Para comprobarlo mejor basta con subir al anochecer a algún punto elevado de las afueras de la ciudad. Un lugar desde el que podamos observarla a vista de pájaro. Ese resplandor que emite la urbe, esa boina fosforescente que se eleva sobre sus calles cubriéndola por completo, es lo que llamamos contaminación lumínica, un problema que va mucho más allá de no poder ver las estrellas.
La principal causa de este conflicto medioambiental es el derroche de iluminación en las ciudades. Escaparates iluminados, luces de neón, rótulos y carteles luminosos. Esos gigantescos focos dirigidos desde larga distancia hacia los monumentos que más que iluminarlos los achicharran, edificios oficiales y bloques de oficinas con las luces encendidas toda la noche. Terrazas urbanas, paseos marítimos, campos de fútbol…
Y luego están esos rayos láser que se elevan al cielo en las noches de verano para señalar los garitos más horteras y macarras de la costa. Se me llevan los demonios cada vez que los veo iluminar el cielo como si fueran antiaéreos. Porque además resulta que están prohibidos, pero en algunos lugares sus propietarios prefieren pagar la multa y seguir usándolos como cebo para atraer a su clientela.
Otro buen ejemplo son esas farolas tipo globo que siguen alumbrando algunos paseos y plazas de nuestras ciudades. Si observamos la pantalla, una pecera esférica, comprobaremos que la mitad de la luz va directamente al cielo. Cómo es posible que en los tiempos que corren, en los que la eficiencia energética es uno de los diez mandamientos de todo gobierno municipal, sigamos manteniendo esas luminarias en las calles.
La opción correctora es muy sencilla: basta con sustituirlos por farolas con sombrero, es decir con una tapa superior que dirija los haces luminosos hacia abajo y evite la contaminación lumínica. Y si además empleamos leds en lugar de bombillas lograremos reducir el gasto hasta en un 90% con iguales prestaciones, pero sin “apagar” el cielo.
Pero el ahorro de energía no es el principal motivo por el que debemos combatir la contaminación lumínica.

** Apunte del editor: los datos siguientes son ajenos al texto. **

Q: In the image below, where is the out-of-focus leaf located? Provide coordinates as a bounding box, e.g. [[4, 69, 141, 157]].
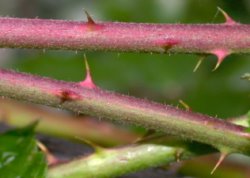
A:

Los científicos llevan años alertando sobre sus efectos negativos en el ecosistema urbano: alterando el ciclo vital de las plantas, los biorritmos de los animales y afectando a nuestra salud.
Está demostrado que los procesos de adaptación a los diferentes niveles de iluminación y la ausencia de fases de oscuridad dificultan el necesario descanso del organismo, dando origen a molestias cada vez más frecuentes en la población urbana, como el insomnio, la fatiga o el estrés.
Prevenir todas éstas consecuencias y recuperar el medio ambiente nocturno es una tarea inaplazable. Para conseguirlo es necesario iniciar un proceso de desintoxicación lumínica de nuestras ciudades que nos libere del resplandor. Sin renunciar a la seguridad, pero atendiendo a la razón.